Well, in speaking differently from him I have been less truthful but more brief. They got back on their horses and Jacques said to his master: ‘You had got up to the point in the story of your loves where after you had been made
happy twice you were getting ready perhaps to be made happy for a third time.’

MASTER
: And all of a sudden the door from the corridor opened. The bedroom was invaded by a tumult of people. I saw lights and heard the voices of men and women all speaking at the same time. The curtains were pulled back violently and I saw the mother, the father, the aunts, the cousins and a Commissioner of Police, who said to them in a serious voice: ‘Messieurs, mesdames, no noise. He has been caught red-handed. Monsieur is a gallant man. There is only one way to make good the wrong, and Monsieur will surely prefer to do it voluntarily than be forced to do it by the law…’

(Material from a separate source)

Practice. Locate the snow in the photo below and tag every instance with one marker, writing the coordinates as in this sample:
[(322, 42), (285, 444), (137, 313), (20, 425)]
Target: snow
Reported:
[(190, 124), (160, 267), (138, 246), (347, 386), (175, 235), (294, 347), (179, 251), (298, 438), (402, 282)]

At every word he was interrupted by the father and the mother, who were heaping reproaches on me, by the aunts and the female cousins, who were berating in the most unrestrained terms Agathe, who had buried her head in the covers. I was stupefied and I didn’t know what to say. The Commissioner turned to me and said in an ironic tone of voice: ‘Monsieur, I can see that you are comfortable there but please be so good as to get up and get dressed…’

Which, of course, I did, with my own clothes, which had been substituted for those of the Chevalier. A table was pulled out and the Commissioner started to draw up the charge. Meanwhile it was taking four people to keep the mother held down and stop her from beating her daughter, and the father was saying to her: ‘Gently, wife, gently, when you’ve finished beating your daughter it won’t change things one bit. Everything will turn out all right.’

The other people were spread around the room on chairs in varying attitudes of sorrow, indignation and anger. The father was scolding his wife at intervals, saying: ‘That’s what happens when one doesn’t watch over one’s daughter’s conduct.’

The mother replied: ‘With such a good and honest appearance, who would have thought it of Monsieur?…’

The others were silent. When the police report had been prepared it was read out to me and since it contained nothing but the truth I signed it and went downstairs with the Commissioner, who asked me most politely to get into the carriage which was at the door, and from there I was led away in quite a large convoy straight to Fort-l’Evêque.